Between 1893 and 1919, she participated 16 times in the singles event of the Wimbledon Championships and achieved her best results in 1894 and 1896 when she reached the final of the all-comers tournament. In 1894 she lost to Blanche Hillyard in straight sets, winning just two games and Hillyard became champions as the title holder Lottie Dod did not defend her title. In 1896 she lost the all-comers final in three sets to Alice Pickering. In her last two Wimbledon appearances in 1913 and 1919 she also played in the doubles and mixed doubles events.
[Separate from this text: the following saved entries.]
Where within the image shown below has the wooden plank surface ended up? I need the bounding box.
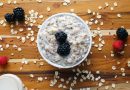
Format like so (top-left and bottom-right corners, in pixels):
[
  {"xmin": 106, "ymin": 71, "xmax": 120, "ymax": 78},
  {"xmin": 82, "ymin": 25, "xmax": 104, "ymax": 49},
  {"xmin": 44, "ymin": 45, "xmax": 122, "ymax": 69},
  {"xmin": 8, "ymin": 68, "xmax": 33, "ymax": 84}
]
[{"xmin": 0, "ymin": 0, "xmax": 130, "ymax": 90}]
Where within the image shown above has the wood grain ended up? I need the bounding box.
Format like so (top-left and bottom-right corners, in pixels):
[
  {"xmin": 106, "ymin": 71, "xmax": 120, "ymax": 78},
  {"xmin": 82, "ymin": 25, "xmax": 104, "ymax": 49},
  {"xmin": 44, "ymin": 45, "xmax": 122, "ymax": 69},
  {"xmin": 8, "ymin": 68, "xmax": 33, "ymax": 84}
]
[{"xmin": 0, "ymin": 0, "xmax": 130, "ymax": 90}]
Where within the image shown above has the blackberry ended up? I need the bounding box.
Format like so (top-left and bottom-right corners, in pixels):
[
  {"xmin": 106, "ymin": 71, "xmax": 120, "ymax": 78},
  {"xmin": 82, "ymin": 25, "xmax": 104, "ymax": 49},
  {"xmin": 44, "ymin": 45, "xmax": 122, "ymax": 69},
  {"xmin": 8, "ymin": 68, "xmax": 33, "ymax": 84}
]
[
  {"xmin": 57, "ymin": 42, "xmax": 71, "ymax": 56},
  {"xmin": 116, "ymin": 28, "xmax": 128, "ymax": 40},
  {"xmin": 55, "ymin": 31, "xmax": 67, "ymax": 44},
  {"xmin": 13, "ymin": 7, "xmax": 25, "ymax": 21},
  {"xmin": 4, "ymin": 13, "xmax": 15, "ymax": 22}
]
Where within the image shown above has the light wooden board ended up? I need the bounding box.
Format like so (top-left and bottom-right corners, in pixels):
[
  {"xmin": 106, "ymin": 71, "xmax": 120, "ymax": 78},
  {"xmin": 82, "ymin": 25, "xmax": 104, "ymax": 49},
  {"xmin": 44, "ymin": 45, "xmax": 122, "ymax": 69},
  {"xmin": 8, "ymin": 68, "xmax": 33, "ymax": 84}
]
[{"xmin": 0, "ymin": 0, "xmax": 130, "ymax": 90}]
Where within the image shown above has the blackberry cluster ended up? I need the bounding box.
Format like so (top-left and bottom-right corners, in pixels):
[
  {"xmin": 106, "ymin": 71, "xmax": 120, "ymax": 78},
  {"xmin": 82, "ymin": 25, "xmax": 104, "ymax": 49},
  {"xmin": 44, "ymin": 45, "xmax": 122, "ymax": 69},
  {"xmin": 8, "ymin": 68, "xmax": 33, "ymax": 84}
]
[
  {"xmin": 55, "ymin": 31, "xmax": 71, "ymax": 56},
  {"xmin": 116, "ymin": 28, "xmax": 128, "ymax": 40},
  {"xmin": 5, "ymin": 7, "xmax": 25, "ymax": 23}
]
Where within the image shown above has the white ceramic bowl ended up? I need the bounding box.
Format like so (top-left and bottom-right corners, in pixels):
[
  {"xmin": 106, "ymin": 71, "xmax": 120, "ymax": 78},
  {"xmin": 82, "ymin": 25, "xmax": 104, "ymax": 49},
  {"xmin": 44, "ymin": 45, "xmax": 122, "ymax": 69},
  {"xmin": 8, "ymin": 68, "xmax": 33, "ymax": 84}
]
[
  {"xmin": 37, "ymin": 13, "xmax": 92, "ymax": 68},
  {"xmin": 0, "ymin": 74, "xmax": 24, "ymax": 90}
]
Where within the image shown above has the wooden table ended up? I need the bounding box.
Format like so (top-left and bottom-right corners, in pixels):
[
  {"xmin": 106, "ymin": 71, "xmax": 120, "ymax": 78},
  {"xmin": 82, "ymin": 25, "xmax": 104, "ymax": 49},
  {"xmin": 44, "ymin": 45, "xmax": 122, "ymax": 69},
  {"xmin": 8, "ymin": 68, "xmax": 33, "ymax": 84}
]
[{"xmin": 0, "ymin": 0, "xmax": 130, "ymax": 90}]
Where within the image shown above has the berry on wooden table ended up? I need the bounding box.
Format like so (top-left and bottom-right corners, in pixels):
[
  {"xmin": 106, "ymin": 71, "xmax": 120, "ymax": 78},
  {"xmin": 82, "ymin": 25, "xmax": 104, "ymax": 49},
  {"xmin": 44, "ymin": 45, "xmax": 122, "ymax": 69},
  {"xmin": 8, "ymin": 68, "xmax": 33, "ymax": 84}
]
[
  {"xmin": 13, "ymin": 7, "xmax": 25, "ymax": 21},
  {"xmin": 116, "ymin": 28, "xmax": 128, "ymax": 40},
  {"xmin": 4, "ymin": 13, "xmax": 15, "ymax": 23},
  {"xmin": 0, "ymin": 56, "xmax": 9, "ymax": 65},
  {"xmin": 113, "ymin": 40, "xmax": 124, "ymax": 52}
]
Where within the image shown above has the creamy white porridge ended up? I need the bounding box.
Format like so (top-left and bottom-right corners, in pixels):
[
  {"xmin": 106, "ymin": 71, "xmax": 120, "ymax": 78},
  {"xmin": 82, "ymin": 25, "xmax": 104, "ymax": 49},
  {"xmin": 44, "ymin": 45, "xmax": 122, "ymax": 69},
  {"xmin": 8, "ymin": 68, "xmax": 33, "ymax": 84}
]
[{"xmin": 37, "ymin": 13, "xmax": 91, "ymax": 67}]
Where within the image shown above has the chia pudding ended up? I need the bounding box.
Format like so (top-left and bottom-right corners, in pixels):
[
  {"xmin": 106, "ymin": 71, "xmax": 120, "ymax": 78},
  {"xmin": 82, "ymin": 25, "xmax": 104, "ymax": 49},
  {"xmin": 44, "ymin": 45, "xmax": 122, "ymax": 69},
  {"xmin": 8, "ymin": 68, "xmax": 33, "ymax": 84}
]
[{"xmin": 37, "ymin": 13, "xmax": 92, "ymax": 68}]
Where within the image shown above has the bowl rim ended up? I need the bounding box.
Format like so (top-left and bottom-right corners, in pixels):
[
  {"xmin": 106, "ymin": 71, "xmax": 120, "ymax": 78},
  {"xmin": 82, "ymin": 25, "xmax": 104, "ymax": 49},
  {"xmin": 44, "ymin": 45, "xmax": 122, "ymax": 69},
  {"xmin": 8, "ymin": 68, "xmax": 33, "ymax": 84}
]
[
  {"xmin": 37, "ymin": 13, "xmax": 92, "ymax": 68},
  {"xmin": 0, "ymin": 74, "xmax": 24, "ymax": 90}
]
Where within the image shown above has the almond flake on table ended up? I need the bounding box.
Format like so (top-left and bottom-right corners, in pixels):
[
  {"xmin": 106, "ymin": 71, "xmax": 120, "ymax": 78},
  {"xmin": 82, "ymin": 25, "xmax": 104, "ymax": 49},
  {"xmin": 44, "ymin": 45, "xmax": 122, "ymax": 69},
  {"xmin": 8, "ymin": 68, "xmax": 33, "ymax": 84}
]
[{"xmin": 127, "ymin": 61, "xmax": 130, "ymax": 67}]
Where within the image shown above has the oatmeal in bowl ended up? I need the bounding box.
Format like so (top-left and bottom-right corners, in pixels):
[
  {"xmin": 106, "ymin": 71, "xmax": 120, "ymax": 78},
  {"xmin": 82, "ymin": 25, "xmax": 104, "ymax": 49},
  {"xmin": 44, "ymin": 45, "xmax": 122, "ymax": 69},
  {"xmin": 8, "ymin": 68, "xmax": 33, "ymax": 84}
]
[{"xmin": 37, "ymin": 13, "xmax": 92, "ymax": 68}]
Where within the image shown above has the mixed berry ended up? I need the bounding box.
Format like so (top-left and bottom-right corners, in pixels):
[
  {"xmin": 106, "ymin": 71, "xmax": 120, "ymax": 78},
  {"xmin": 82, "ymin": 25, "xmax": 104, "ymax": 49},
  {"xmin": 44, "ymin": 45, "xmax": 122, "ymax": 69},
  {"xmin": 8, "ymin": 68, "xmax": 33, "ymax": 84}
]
[
  {"xmin": 5, "ymin": 7, "xmax": 25, "ymax": 23},
  {"xmin": 116, "ymin": 27, "xmax": 128, "ymax": 40}
]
In 1891 she won the Exmouth LTC Tournament against Lilian Pine-Coffin. She also won the singles title at the Kent Championships on six occasions (1894–97, 1899, 1900). She won the Middlesex Championships in 1894 and again in 1905. In 1894, she defeated May Arbuthnot in a three-set final to win the singles title of the British Covered Court Championships, played on wood courts at the Queen's Club in London. Arbuthnot failed to convert two matchpoints. The following year, 1895, she lost her title in the challenge round to Charlotte Cooper. From 1896 to 1899 she won four consecutive titles, defeating Cooper twice in the final. In 1894, 1899 and 1901 she won the London Championships grass court tournament.

In 1896 she was a runner-up at the South of England Championships in Eastbourne, losing the final to Blanche Bingley-Hillyard in three sets.

In 1899, she married fellow tennis player Turketil George Pearson Greville, son of Rear Admiral John Stapleton Greville, descended from the Earls of Warwick.